This uses three GPUs with IDS 4, 5, and 6.

Finally, to run the code, you need to wrap the function that you want to run on each GPU with the `dask.delayed` decorator.


For example, say we want to run the function `test_gpu` on each item of `data` where each item is processed on a different GPU.

In [4]:
import cupy as cp
import dask
import logging

def setup_logger(name_logfile, path_logfile):
    """Sets up a logger for each function that outputs
    to the console and to a file"""
    logger = logging.getLogger(name_logfile)
    formatter = logging.Formatter('%(asctime)s %(message)s', datefmt='%d-%b-%y %H:%M:%S')
    fileHandler = logging.FileHandler(path_logfile, mode='w')
    fileHandler.setFormatter(formatter)
    streamHandler = logging.StreamHandler()
    streamHandler.setFormatter(formatter)

    logger.setLevel(logging.INFO)
    logger.addHandler(fileHandler)
    logger.addHandler(streamHandler)
    
    return logger

# This uses the dask.delayed decorator on the test_gpu function
@dask.delayed
def test_gpu(x, ind):
    # Create a log file for this run of the function
    logger = setup_logger(
        name_logfile=f'test_{ind}',
        path_logfile=f'test_{ind}.log')

    # Test to see if these go into different log files
    logger.info(f'This is a test of {ind}')
    logger.info('This should be in a unique file')

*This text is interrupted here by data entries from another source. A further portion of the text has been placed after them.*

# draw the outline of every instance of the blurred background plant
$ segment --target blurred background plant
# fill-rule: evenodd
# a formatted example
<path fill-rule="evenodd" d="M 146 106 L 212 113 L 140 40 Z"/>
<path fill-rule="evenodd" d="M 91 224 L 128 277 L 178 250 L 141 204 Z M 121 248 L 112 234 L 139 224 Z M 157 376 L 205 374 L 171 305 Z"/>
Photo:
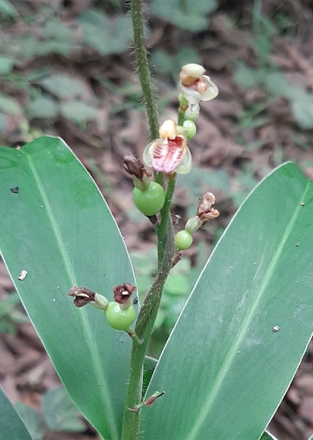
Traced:
<path fill-rule="evenodd" d="M 185 64 L 204 65 L 220 91 L 201 105 L 189 142 L 195 166 L 178 176 L 173 215 L 180 228 L 207 191 L 221 215 L 197 232 L 169 279 L 149 349 L 157 357 L 207 257 L 258 182 L 288 160 L 313 178 L 313 6 L 306 0 L 151 0 L 146 6 L 160 120 L 176 117 L 177 75 Z M 147 140 L 129 8 L 120 0 L 0 0 L 0 141 L 18 144 L 45 133 L 74 150 L 131 250 L 142 300 L 153 280 L 156 242 L 121 171 L 122 156 L 130 151 L 140 156 Z M 77 415 L 70 429 L 65 422 L 56 432 L 47 421 L 46 396 L 60 382 L 16 294 L 9 294 L 13 288 L 0 262 L 1 383 L 14 402 L 28 405 L 19 410 L 35 421 L 35 438 L 64 438 L 60 431 L 75 429 L 67 438 L 94 436 Z M 279 439 L 313 432 L 311 347 L 271 422 Z"/>

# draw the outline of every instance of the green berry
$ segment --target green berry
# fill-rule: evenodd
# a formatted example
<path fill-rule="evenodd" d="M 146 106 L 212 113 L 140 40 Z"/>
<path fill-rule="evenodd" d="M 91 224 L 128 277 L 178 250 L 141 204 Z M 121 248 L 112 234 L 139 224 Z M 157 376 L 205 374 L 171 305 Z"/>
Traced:
<path fill-rule="evenodd" d="M 186 106 L 188 106 L 189 104 L 187 99 L 186 99 L 185 98 L 184 98 L 181 93 L 179 93 L 178 95 L 178 100 L 179 101 L 179 104 L 181 107 L 184 107 Z"/>
<path fill-rule="evenodd" d="M 124 310 L 119 304 L 114 301 L 109 303 L 104 311 L 107 321 L 115 330 L 126 330 L 136 318 L 136 312 L 133 306 Z"/>
<path fill-rule="evenodd" d="M 185 121 L 182 126 L 187 130 L 188 138 L 191 139 L 192 137 L 193 137 L 197 132 L 197 127 L 195 123 L 192 121 L 187 120 Z"/>
<path fill-rule="evenodd" d="M 158 183 L 151 182 L 144 191 L 134 188 L 133 198 L 136 207 L 142 214 L 145 216 L 154 216 L 163 207 L 165 192 Z"/>
<path fill-rule="evenodd" d="M 188 249 L 191 246 L 192 243 L 192 236 L 185 229 L 179 231 L 175 236 L 175 246 L 180 250 Z"/>

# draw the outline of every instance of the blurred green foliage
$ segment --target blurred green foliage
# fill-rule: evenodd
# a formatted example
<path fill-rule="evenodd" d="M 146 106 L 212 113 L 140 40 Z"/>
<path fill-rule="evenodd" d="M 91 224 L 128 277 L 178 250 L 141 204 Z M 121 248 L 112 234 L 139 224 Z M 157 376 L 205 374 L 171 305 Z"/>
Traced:
<path fill-rule="evenodd" d="M 218 6 L 216 0 L 153 0 L 149 8 L 152 14 L 181 29 L 199 32 L 207 29 L 207 16 Z"/>
<path fill-rule="evenodd" d="M 83 418 L 63 386 L 45 393 L 40 412 L 22 402 L 15 407 L 34 440 L 43 440 L 46 428 L 52 432 L 86 430 Z"/>
<path fill-rule="evenodd" d="M 0 333 L 16 333 L 16 325 L 28 322 L 23 311 L 19 295 L 16 292 L 9 294 L 7 298 L 0 301 Z"/>

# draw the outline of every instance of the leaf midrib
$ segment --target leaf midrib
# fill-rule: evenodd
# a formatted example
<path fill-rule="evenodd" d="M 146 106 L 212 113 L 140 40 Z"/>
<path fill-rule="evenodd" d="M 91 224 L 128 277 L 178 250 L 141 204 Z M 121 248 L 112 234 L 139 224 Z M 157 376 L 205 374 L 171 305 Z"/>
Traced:
<path fill-rule="evenodd" d="M 25 152 L 23 151 L 22 149 L 21 149 L 20 151 L 23 153 L 27 157 L 30 170 L 34 176 L 34 178 L 35 179 L 38 190 L 44 201 L 44 205 L 46 208 L 46 212 L 47 212 L 48 218 L 50 220 L 52 230 L 55 235 L 57 242 L 58 243 L 58 247 L 59 247 L 61 257 L 64 263 L 71 284 L 73 285 L 76 285 L 76 283 L 73 267 L 70 263 L 68 255 L 62 240 L 60 230 L 54 218 L 50 203 L 49 203 L 48 198 L 45 195 L 44 185 L 42 183 L 40 177 L 36 170 L 36 168 L 32 162 L 31 158 L 30 155 Z M 98 377 L 99 381 L 99 383 L 102 384 L 102 386 L 98 387 L 99 392 L 100 394 L 102 395 L 102 400 L 109 416 L 108 424 L 111 431 L 112 438 L 117 439 L 118 438 L 118 434 L 116 420 L 114 416 L 112 406 L 111 403 L 111 400 L 107 382 L 101 368 L 101 364 L 98 352 L 98 348 L 95 344 L 94 339 L 92 337 L 91 329 L 88 318 L 84 313 L 83 310 L 81 309 L 79 309 L 79 313 L 78 316 L 83 321 L 83 328 L 86 329 L 86 340 L 91 353 L 91 358 L 90 359 L 90 368 L 93 370 L 96 377 Z"/>
<path fill-rule="evenodd" d="M 263 293 L 264 292 L 265 289 L 266 289 L 266 287 L 268 284 L 268 283 L 269 282 L 270 278 L 271 278 L 272 275 L 273 273 L 274 268 L 276 266 L 276 264 L 278 261 L 280 255 L 281 255 L 283 249 L 284 248 L 284 246 L 285 246 L 285 244 L 292 231 L 294 223 L 295 223 L 295 221 L 297 220 L 301 208 L 300 202 L 303 201 L 304 200 L 305 196 L 310 186 L 310 181 L 308 181 L 307 183 L 307 185 L 303 192 L 303 194 L 301 198 L 300 198 L 299 201 L 298 202 L 296 208 L 295 209 L 291 218 L 291 220 L 288 224 L 288 225 L 285 230 L 285 233 L 284 234 L 282 239 L 280 241 L 279 245 L 278 245 L 276 252 L 274 254 L 270 264 L 268 267 L 268 269 L 263 278 L 263 281 L 260 286 L 259 294 L 255 299 L 254 304 L 250 309 L 250 311 L 248 313 L 246 320 L 244 322 L 242 330 L 239 334 L 238 337 L 235 340 L 235 341 L 234 341 L 234 343 L 232 345 L 230 350 L 228 351 L 228 353 L 225 358 L 224 362 L 223 363 L 222 368 L 221 369 L 220 374 L 217 377 L 217 380 L 214 384 L 211 393 L 207 396 L 205 403 L 202 407 L 202 409 L 200 411 L 199 416 L 197 419 L 196 422 L 194 425 L 193 428 L 187 437 L 187 440 L 194 440 L 196 435 L 200 429 L 201 424 L 203 422 L 204 419 L 205 418 L 206 415 L 208 413 L 212 404 L 213 404 L 214 399 L 218 394 L 219 390 L 221 386 L 222 386 L 222 384 L 223 384 L 223 382 L 226 374 L 227 374 L 229 367 L 231 364 L 231 363 L 236 355 L 236 353 L 238 352 L 238 348 L 239 347 L 241 343 L 242 342 L 242 341 L 246 332 L 246 329 L 247 327 L 249 327 L 249 324 L 252 318 L 253 314 L 255 311 L 257 306 L 260 303 Z"/>

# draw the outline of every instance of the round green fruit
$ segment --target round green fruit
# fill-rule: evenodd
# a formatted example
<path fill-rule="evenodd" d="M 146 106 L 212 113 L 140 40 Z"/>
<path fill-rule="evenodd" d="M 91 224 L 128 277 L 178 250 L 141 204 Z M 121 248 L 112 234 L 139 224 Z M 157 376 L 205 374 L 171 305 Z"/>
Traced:
<path fill-rule="evenodd" d="M 192 121 L 187 120 L 183 124 L 183 127 L 187 130 L 187 137 L 188 139 L 191 139 L 196 134 L 197 127 L 196 124 Z"/>
<path fill-rule="evenodd" d="M 192 243 L 192 235 L 188 231 L 179 231 L 175 236 L 175 245 L 179 250 L 188 249 Z"/>
<path fill-rule="evenodd" d="M 133 306 L 124 310 L 114 301 L 109 303 L 104 310 L 104 315 L 110 325 L 115 330 L 126 330 L 136 318 L 136 312 Z"/>
<path fill-rule="evenodd" d="M 165 201 L 165 192 L 156 182 L 151 182 L 144 191 L 134 188 L 134 202 L 139 210 L 145 216 L 154 216 L 162 209 Z"/>

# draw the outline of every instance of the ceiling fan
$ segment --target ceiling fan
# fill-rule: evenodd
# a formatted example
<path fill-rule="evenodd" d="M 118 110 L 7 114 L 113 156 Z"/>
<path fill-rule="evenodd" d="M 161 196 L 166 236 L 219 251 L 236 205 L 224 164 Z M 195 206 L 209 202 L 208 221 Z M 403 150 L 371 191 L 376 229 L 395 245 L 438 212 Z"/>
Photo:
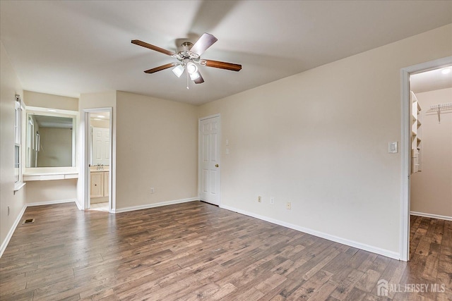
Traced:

    # Run a GPU computation
    return cp.asnumpy(cp.mean(x[:, None] @ x[:, None].T, axis=0))


# Make up 10 fake datasets
x = cp.random.normal(size=10_000, dtype=cp.float32)
data = [x + i for i in range(10)]

# Append the result of the computation into a results list
results = [test_gpu(x, ind) for ind, x in enumerate(data)]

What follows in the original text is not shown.